When an IRF team goes in to a cell and takes a man who “was totally shackled, and they would hold his head fixed still. They would force water up his nose until he was suffocating and would scream for them to stop. This was done with medical staff present, and they would join in” you’re really going to argue that that is not torture and is simply part of extricating a SHACKLED prisoner from his cell? BULL FUCKING SHIT do your goddamned homework. KonaD, Over reacting my ass, the man had not been found guilty or charged with anything! You want to live in a country where your government reserves the right to treat people like this when they have not even been charged?!!
Or when a man is laying face down in his cell with his hands on his head the team is reacting reasonably to enter the cell and knee him full weight in the back and smash his face into the concrete floor and punch him repeatedly. No that’s not torture or abuse. It’s a simple extrication. BULLSHIT, you guys never bothered to read what is going on there, I gave you the links, but becase the team is considered to be a “reaction force” they must only be doing things in reaction to dangerous prisoners. Wake the fuck up! This is not cell extrication, this is abuse and torture, there is no reason to place pepper spray on a mans toilet paper. Get fucking serious, apologetics for torture that’s what you are giving me, you haven’t done your home work.

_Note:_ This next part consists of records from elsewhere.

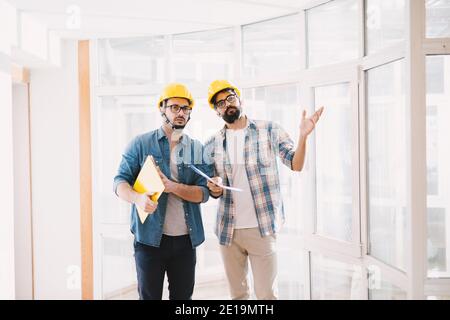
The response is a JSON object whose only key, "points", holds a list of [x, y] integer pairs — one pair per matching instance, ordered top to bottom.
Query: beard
{"points": [[231, 117], [179, 126]]}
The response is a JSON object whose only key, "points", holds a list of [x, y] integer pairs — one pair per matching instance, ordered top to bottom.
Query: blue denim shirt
{"points": [[156, 144]]}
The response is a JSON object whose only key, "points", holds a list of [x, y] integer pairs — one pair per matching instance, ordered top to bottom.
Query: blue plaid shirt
{"points": [[264, 141]]}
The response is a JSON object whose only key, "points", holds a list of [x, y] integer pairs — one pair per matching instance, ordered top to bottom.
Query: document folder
{"points": [[148, 181]]}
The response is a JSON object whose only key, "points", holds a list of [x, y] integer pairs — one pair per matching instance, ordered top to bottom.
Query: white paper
{"points": [[211, 180]]}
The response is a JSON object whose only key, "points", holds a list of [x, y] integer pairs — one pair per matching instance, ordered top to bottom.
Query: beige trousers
{"points": [[247, 244]]}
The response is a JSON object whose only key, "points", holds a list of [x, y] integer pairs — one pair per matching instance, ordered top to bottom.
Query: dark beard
{"points": [[232, 117]]}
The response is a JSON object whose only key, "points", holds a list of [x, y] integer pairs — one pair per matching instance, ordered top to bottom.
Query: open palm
{"points": [[308, 124]]}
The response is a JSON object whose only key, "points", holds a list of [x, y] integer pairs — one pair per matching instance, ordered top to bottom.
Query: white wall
{"points": [[55, 177], [22, 200], [7, 285]]}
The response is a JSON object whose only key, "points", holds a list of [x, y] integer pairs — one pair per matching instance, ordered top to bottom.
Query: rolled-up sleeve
{"points": [[283, 144], [129, 165]]}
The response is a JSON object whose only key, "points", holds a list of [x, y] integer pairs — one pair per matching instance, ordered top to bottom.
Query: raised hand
{"points": [[308, 124]]}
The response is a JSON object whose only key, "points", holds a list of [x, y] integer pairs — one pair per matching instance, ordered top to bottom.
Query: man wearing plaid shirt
{"points": [[244, 155]]}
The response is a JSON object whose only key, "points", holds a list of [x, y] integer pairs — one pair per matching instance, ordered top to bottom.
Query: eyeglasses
{"points": [[232, 98], [175, 108]]}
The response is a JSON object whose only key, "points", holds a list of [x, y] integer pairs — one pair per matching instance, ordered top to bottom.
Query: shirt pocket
{"points": [[265, 157]]}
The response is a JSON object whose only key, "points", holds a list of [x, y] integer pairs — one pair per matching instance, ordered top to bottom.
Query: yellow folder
{"points": [[148, 181]]}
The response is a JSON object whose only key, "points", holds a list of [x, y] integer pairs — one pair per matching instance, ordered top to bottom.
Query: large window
{"points": [[438, 13], [385, 24], [332, 32], [271, 47], [334, 162], [386, 164], [438, 168], [335, 280]]}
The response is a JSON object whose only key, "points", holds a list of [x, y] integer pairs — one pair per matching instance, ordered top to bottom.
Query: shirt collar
{"points": [[251, 124], [160, 134]]}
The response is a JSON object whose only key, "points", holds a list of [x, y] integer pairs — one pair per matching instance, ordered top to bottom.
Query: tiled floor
{"points": [[213, 290]]}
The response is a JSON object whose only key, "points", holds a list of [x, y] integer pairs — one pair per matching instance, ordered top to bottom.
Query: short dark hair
{"points": [[213, 99]]}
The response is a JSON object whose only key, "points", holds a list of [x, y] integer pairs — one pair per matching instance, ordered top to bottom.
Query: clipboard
{"points": [[148, 181]]}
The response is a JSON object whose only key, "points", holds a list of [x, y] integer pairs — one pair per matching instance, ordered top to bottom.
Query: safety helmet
{"points": [[219, 85], [176, 90]]}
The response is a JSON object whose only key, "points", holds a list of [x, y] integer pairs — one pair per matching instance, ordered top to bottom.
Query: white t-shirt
{"points": [[243, 201], [174, 223]]}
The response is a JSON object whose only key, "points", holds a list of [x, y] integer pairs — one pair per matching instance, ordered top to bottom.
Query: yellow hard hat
{"points": [[219, 85], [176, 90]]}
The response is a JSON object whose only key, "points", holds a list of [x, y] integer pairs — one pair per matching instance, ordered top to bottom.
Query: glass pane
{"points": [[438, 18], [385, 23], [332, 32], [271, 47], [203, 56], [132, 61], [278, 103], [334, 162], [386, 168], [438, 168], [335, 280], [386, 291], [438, 297]]}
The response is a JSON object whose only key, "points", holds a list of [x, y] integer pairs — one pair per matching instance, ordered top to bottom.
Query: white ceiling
{"points": [[116, 18]]}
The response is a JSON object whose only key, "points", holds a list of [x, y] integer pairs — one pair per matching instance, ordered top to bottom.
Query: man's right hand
{"points": [[214, 188], [144, 202]]}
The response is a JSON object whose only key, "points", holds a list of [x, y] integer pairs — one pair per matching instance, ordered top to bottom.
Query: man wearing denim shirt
{"points": [[244, 155], [166, 241]]}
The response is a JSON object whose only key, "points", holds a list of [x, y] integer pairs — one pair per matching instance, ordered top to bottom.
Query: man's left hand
{"points": [[308, 124], [169, 185]]}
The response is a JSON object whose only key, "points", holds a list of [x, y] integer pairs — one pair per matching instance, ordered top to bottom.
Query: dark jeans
{"points": [[174, 256]]}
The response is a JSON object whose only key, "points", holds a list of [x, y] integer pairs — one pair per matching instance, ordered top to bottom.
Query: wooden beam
{"points": [[20, 74], [87, 288]]}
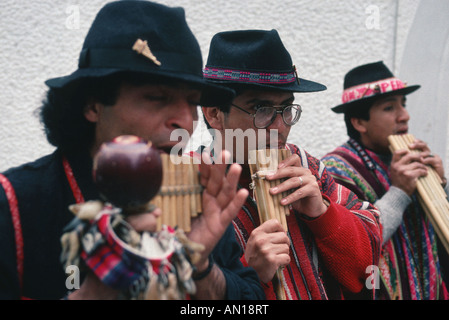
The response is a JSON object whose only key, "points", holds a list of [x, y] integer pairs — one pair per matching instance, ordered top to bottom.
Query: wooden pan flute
{"points": [[263, 163], [180, 194], [431, 194]]}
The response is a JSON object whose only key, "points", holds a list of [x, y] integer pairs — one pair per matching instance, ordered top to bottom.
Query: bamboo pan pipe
{"points": [[263, 163], [180, 194], [431, 194]]}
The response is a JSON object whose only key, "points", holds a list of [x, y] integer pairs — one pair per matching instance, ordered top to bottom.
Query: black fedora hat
{"points": [[147, 38], [254, 58], [365, 84]]}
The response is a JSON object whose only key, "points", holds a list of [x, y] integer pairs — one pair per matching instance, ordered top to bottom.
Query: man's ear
{"points": [[92, 111], [214, 117], [359, 124]]}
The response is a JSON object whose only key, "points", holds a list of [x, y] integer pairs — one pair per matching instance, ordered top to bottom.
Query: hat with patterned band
{"points": [[146, 38], [254, 58], [365, 84]]}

How can you consider it reasonable to take “NG tubes from one detainee, and with no sanitization whatsoever, reinserted it into the nose of a different detainee. When these tubes were reinserted, the detainees could see the blood and stomach bile from the other detainees remaining on the tubes.”

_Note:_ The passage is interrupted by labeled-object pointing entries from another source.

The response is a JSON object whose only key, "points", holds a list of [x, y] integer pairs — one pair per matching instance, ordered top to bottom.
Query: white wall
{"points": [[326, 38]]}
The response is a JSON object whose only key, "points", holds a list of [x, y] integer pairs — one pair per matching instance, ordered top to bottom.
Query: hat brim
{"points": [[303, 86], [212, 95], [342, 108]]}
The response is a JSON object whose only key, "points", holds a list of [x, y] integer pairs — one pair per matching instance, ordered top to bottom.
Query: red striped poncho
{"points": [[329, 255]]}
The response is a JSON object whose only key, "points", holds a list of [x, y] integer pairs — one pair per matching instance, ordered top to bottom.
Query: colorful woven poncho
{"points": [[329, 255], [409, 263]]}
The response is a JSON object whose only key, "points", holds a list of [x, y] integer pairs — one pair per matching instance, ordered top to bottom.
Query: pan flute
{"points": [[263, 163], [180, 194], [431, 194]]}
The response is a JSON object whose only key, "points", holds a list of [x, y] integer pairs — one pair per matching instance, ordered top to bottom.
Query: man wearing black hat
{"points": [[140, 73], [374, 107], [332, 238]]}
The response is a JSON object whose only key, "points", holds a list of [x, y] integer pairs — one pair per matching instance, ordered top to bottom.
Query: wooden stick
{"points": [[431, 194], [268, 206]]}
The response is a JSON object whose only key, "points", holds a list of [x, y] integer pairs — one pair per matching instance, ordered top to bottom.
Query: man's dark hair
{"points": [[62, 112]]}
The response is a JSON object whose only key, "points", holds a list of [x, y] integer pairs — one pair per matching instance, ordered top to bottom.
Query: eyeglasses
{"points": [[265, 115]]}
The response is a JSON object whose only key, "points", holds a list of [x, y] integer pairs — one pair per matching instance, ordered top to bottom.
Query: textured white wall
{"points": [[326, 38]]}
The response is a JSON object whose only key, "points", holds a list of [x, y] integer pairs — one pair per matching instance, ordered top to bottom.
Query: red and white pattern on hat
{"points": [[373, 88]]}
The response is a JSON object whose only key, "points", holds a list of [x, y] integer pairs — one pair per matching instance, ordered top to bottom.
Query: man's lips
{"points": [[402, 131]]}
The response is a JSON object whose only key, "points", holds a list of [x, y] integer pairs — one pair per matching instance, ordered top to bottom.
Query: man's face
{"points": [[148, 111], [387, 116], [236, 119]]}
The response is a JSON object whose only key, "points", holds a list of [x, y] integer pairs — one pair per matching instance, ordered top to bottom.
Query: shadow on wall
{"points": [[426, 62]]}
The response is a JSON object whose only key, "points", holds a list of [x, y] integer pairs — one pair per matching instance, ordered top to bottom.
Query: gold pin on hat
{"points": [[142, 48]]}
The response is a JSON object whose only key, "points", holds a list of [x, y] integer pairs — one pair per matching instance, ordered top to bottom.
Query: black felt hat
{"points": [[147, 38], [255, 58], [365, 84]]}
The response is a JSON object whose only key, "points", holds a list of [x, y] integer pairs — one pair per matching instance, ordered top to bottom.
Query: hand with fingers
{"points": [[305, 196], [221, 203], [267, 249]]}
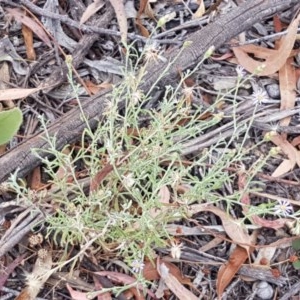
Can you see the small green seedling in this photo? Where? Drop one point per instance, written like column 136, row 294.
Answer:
column 296, row 247
column 10, row 122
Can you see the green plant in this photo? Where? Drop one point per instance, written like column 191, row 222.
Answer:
column 134, row 173
column 10, row 122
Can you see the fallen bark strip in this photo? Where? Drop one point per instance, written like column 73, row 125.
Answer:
column 68, row 128
column 59, row 75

Get the fuck out of here! If that happened to either of your loved ones you guys would have a fuckin shit fit and you goddamned well know it.
I could go on but I think you see my point, and if you actually read up on what’s happening you might not bring such lame defenses of torture and abuse. But thank you so much for playing and I hope you come back for more. Respect and have a pleasant day.
konadude
Come on now, most of these people are only “suspects” so I don’t think they deserve the punishment meted out. However, I would condone torture on arrogant criminals like Bin Laden, who’re willing to destroy a country with it’s people for the sake of ideology or political disagreements.
My concern however is the fact that president Obama is seemingly taking on too much too early. I don’t think the urgency with which he declared the pending closure of Gitmo was necessary.
Iwazi,
See that’s just the thing, when torture is practiced on an administrative basis it is not only applied to “bad men”. Torture is not effective it is something that is done to satisfy sadistic tendencies and produce bogus confessions. With torture you can make almost anyone say almost anything, it is not something that is done for practical reasons, it does not produce reliable information but people have a deep need to feel like someone is paying for the bad things that happen, so, it is acceptable in many peoples minds. Making people feel better is not a reason to torture 1 person wrongly, and since there are no safe guards against that happening it is completely unacceptable. But that is simply an ethical stand. Ethics aside it is strictly against the law and that is what is at issue now. For top government officials to ignore both international and domestic law and commit war crimes and crimes against humanity is an outrage, common people in this county can go to prison for possession of small amounts of drugs, yet our leaders can commit war crimes with impunity. Oh hell no, either we are a nation of laws or we are a nation of men, when powerful individuals are not subject to the law tyranny is the result and innocent people get harmed and killed.
oh and thanx for stopping by again
Bitch please….nice rant but I don’t see it that way. I think Obama is doing a fine job and I’m willing to let things play out, abuse maybe, torture no way.
konaD,
Way knock a reply out of the park. Did you work long on that? Hey if you support torturing innocent people I don’t suspect any argument will work for you.